Caroline, par égard pour Adolphe, essaie de sourire.

— Bon ! cependant vous avez les yeux vifs : ils souhaitent peu nos infernales drogues…

— Regardez-y bien, docteur, la fièvre me dévore, une petite fièvre imperceptible, lente…

Et elle arrête le plus malicieux de ses regards sur l’illustre docteur, qui se dit en lui-même : — Quels yeux !…

— Bien, voyons la langue ? dit-il tout haut.

Caroline montre sa langue de chat entre deux rangées de dents blanches comme celles d’un chien.

— Elle est un peu chargée, au fond ; mais vous avez déjeuné… fait observer le grand médecin, qui se tourne vers Adolphe.

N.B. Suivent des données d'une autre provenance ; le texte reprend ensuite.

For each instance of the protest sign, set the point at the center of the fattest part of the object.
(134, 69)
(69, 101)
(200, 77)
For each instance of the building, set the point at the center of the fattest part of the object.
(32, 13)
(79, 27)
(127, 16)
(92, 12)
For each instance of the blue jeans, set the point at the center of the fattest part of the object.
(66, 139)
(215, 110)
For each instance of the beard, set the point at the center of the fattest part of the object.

— Rien, répond Caroline, deux tasses de thé…

Adolphe et l’illustre docteur se regardent, car le docteur se demande qui, de madame ou de monsieur, se moque de lui.

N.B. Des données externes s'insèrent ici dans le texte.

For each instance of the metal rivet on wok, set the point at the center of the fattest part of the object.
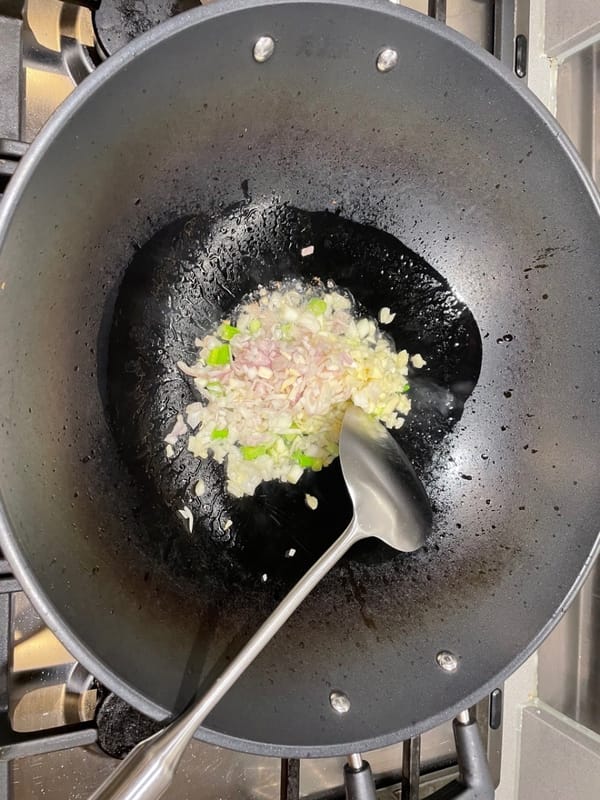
(339, 701)
(387, 60)
(263, 49)
(447, 661)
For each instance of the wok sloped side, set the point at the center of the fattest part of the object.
(443, 152)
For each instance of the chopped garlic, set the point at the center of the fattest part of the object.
(311, 501)
(188, 517)
(386, 316)
(299, 356)
(295, 474)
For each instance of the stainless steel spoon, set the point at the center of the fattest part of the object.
(390, 504)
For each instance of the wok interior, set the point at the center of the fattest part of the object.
(440, 153)
(194, 273)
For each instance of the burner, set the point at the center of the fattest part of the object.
(121, 727)
(117, 22)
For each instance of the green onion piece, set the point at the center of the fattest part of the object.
(250, 453)
(307, 462)
(219, 355)
(227, 331)
(317, 306)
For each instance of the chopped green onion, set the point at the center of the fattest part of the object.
(317, 306)
(227, 331)
(307, 462)
(219, 355)
(250, 453)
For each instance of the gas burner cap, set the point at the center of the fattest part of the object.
(117, 22)
(121, 727)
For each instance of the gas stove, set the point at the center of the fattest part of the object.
(61, 731)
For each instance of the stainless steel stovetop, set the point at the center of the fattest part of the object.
(53, 740)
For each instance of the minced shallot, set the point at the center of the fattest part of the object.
(275, 379)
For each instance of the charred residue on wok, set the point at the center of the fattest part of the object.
(178, 286)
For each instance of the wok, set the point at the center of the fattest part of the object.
(445, 153)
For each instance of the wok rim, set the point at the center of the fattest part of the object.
(8, 206)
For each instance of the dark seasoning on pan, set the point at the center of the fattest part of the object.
(462, 168)
(187, 278)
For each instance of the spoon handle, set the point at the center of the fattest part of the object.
(148, 770)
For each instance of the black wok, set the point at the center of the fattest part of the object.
(445, 153)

— Que sentez-vous ? demande gravement le docteur à Caroline.

— Je ne dors pas.

— Bon !

— Je n’ai pas d’appétit…

— Bien !

— J’ai des douleurs, là…

Le médecin regarde l’endroit indiqué par Caroline.

— Très-bien, nous verrons cela tout à l’heure… Après ?…

— Il me passe des frissons par moments…

— Bon !

— J’ai des tristesses, je pense toujours à la mort, j’ai des idées de suicide.

— Ah ! vraiment ?

— Il me monte des feux à la figure ; tenez, j’ai constamment des tressaillements dans la paupière…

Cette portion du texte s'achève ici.